The room felt emptier without Yuji.

Megumi didn't think that consciously. He didn't let himself. But the space where Yuji used to sprawl—too loud, too alive—was now clean, unused, and irritatingly intact. Like the world had decided nothing important was missing.

Gojo leaned against the desk, blindfold tilted slightly as if he were bored by gravity itself.

"Alright," he said lightly. "Standard mission. Grade One. No bonus points, no festival, no cheering audience."

Megumi straightened. "Location?"

Haruto's pulse gave a single, hard thump against his ribs.

A Grade One.

Finally—something with weight. He kept his hands loose in his pockets.

"Old municipal archive," Gojo continued. "Records no one's needed in decades. Perfect place for something that doesn't want to be remembered."

Megumi frowned. A Grade One wasn't standard cleanup. "Why send just—"

"—You won't be alone."

That was when Megumi noticed the other presence properly.

The boy stood a little off to the side, hands in his pockets, posture relaxed to the point of looking careless. Around Megumi's age. Slim. Cerulean eyes that didn't stare so much as layer—as if they were looking at two versions of the room at once.

When those eyes settled on Megumi, they didn't just register the frown.

They caught the potential of it.

The sharp, real line of his mouth—

and superimposed over it, faint but unmistakable, a deeper scowl. Older. Heavier. The kind worn by someone who'd already decided not to expect help.

That one's been carrying weight for a while, Haruto thought. Interesting.

He smiled. "Haruto. I'll try not to get in the way."

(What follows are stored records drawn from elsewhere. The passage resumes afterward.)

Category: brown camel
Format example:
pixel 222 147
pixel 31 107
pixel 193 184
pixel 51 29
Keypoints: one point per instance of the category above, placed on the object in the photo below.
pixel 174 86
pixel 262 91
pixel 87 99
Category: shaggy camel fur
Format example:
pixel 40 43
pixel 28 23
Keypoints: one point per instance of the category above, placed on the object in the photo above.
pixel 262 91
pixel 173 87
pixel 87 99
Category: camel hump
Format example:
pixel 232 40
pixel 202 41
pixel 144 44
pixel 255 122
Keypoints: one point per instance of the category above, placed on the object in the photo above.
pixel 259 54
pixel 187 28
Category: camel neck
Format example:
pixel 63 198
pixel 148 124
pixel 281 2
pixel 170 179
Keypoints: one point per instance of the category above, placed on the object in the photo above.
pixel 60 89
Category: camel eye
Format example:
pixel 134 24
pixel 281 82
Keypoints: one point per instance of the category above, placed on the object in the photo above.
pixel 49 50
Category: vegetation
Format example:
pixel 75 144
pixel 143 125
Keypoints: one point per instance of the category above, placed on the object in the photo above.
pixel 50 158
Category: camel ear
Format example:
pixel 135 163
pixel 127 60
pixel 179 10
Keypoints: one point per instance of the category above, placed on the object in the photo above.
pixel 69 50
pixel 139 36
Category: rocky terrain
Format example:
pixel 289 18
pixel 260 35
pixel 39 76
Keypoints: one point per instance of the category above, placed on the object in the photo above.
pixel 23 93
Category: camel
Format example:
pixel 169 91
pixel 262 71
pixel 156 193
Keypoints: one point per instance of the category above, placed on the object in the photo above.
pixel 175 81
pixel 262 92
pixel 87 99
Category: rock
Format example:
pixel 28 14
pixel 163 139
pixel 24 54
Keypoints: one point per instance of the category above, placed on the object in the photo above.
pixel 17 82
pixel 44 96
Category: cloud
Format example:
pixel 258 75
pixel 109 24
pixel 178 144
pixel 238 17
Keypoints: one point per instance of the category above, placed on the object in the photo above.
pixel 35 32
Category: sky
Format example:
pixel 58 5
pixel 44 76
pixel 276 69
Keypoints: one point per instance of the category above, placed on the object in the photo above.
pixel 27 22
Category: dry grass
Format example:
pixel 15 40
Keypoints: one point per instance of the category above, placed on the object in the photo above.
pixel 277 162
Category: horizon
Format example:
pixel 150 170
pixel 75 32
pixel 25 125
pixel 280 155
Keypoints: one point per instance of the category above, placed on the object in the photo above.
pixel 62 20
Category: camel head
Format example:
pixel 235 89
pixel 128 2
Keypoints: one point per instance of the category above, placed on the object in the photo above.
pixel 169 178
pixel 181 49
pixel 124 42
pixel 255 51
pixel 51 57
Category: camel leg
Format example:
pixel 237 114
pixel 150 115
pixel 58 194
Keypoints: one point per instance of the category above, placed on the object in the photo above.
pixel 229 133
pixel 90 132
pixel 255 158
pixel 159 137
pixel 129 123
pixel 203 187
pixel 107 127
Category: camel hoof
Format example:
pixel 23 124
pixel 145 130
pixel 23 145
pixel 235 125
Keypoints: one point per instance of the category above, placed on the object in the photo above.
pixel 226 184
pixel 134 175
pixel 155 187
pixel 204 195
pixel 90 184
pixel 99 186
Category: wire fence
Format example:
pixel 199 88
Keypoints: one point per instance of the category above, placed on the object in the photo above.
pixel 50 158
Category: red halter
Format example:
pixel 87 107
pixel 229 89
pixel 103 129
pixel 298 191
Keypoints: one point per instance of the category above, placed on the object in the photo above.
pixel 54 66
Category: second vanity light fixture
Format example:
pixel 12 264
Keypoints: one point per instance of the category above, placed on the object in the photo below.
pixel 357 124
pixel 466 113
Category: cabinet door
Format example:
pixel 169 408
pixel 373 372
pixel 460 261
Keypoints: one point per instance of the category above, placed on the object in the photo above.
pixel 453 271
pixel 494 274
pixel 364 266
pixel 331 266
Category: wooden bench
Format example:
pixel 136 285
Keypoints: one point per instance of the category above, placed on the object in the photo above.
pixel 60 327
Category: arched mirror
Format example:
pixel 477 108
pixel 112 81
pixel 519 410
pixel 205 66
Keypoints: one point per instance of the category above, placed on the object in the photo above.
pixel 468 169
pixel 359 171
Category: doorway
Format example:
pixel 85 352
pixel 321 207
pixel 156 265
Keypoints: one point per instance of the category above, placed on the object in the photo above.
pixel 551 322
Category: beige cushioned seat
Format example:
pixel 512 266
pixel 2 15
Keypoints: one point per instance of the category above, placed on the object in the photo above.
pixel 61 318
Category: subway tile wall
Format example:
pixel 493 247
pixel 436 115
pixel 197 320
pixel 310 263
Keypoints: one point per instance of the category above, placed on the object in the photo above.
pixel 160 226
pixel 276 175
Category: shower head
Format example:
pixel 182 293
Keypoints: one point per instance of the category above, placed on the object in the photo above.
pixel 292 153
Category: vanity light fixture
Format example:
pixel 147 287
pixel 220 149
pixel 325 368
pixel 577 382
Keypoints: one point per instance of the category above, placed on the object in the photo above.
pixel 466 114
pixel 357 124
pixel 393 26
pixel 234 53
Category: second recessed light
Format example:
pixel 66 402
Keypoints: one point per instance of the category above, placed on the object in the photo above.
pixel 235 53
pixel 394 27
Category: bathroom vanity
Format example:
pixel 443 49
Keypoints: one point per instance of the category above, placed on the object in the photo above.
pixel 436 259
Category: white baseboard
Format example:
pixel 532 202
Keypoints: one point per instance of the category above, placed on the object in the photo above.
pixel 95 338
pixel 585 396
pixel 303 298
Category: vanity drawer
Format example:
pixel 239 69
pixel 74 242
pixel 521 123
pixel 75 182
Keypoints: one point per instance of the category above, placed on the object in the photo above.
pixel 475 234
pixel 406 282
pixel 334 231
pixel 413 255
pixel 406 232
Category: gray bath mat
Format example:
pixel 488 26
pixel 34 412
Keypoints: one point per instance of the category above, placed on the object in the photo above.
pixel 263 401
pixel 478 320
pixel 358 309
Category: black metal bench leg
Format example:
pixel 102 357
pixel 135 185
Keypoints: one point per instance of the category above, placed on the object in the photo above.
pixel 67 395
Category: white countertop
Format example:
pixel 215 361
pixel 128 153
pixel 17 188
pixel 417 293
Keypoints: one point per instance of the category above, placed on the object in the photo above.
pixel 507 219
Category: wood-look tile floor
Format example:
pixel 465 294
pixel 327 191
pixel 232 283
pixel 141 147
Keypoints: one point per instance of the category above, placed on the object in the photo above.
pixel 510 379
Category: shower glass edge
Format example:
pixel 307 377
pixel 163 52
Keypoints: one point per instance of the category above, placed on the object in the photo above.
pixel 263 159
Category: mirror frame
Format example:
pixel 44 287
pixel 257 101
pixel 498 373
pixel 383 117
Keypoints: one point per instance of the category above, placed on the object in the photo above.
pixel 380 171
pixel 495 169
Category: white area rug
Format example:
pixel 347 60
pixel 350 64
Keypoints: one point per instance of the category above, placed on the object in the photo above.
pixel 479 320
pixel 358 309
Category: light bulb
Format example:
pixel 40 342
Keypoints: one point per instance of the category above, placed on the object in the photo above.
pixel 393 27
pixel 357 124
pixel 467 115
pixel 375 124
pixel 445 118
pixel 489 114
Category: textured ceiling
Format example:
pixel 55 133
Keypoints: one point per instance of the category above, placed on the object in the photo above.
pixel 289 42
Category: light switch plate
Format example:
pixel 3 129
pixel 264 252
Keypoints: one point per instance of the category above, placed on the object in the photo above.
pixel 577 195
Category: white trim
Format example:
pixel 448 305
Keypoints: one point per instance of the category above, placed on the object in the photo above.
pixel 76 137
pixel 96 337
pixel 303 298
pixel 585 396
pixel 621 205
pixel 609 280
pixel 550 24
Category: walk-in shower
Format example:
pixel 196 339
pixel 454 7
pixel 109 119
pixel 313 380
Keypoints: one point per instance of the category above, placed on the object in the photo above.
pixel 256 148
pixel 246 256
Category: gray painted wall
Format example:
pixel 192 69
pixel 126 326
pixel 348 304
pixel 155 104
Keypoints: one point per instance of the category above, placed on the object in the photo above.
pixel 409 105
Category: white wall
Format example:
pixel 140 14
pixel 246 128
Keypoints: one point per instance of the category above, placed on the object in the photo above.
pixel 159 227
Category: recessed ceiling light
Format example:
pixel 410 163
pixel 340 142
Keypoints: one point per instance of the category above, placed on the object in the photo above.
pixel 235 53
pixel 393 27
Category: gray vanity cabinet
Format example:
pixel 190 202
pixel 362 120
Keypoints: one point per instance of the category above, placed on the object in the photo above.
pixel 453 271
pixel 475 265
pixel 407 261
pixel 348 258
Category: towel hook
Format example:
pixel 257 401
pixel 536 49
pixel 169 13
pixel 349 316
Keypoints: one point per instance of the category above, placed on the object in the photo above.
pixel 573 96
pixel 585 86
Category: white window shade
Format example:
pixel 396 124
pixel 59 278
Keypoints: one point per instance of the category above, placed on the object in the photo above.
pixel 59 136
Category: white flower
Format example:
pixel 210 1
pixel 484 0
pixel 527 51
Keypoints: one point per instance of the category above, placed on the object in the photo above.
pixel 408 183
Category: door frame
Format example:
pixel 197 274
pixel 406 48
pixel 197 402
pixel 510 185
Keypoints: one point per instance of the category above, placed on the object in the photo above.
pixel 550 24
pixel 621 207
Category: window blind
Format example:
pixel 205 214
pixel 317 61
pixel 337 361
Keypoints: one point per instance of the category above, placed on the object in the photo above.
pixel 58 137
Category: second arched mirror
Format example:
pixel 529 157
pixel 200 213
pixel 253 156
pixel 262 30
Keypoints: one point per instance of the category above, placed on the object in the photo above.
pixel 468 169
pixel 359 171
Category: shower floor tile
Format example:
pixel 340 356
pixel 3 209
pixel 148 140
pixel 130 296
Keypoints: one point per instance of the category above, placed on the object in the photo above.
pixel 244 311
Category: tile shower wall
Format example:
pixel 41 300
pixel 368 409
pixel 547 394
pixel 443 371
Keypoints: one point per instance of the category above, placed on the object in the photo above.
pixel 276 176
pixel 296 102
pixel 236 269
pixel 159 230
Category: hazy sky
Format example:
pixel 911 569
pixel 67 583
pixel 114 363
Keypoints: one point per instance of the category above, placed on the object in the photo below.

Megumi didn't return the smile. "Shadowing?"

"Yep," Gojo said. "Think of it as… work-study."

Haruto tilted his head. "I prefer 'unwelcome educational experience.'"

Gojo laughed. Megumi didn't.

"What's his technique?" Megumi asked flatly.

Haruto's smile sharpened—not offended, just alert. He waited.

Gojo waved a hand. "You'll see. Think of him as situational."

Megumi disliked that answer immediately.

"Rules?" Megumi asked.

"Same as always," Gojo said. "Exorcise the curse. Minimize collateral damage. Don't die."

Then, quieter—almost deliberate:

"And Megumi… don't rush."

Megumi's jaw tightened. "I won't."

Haruto watched him closely, eyes catching something else now—the way Megumi's cursed energy held steady not because it was calm, but because it refused to waver.

"Any questions?" Gojo asked.

Haruto raised a finger. "Yeah. Is the building still trying to exist," he said, gaze drifting to a water stain spreading across the ceiling, "or has everyone's memory of it already faded enough that it's halfway gone?"

Gojo's smile widened, unreadable beneath the blindfold.

Thirty-seven seconds, he thought. Not bad.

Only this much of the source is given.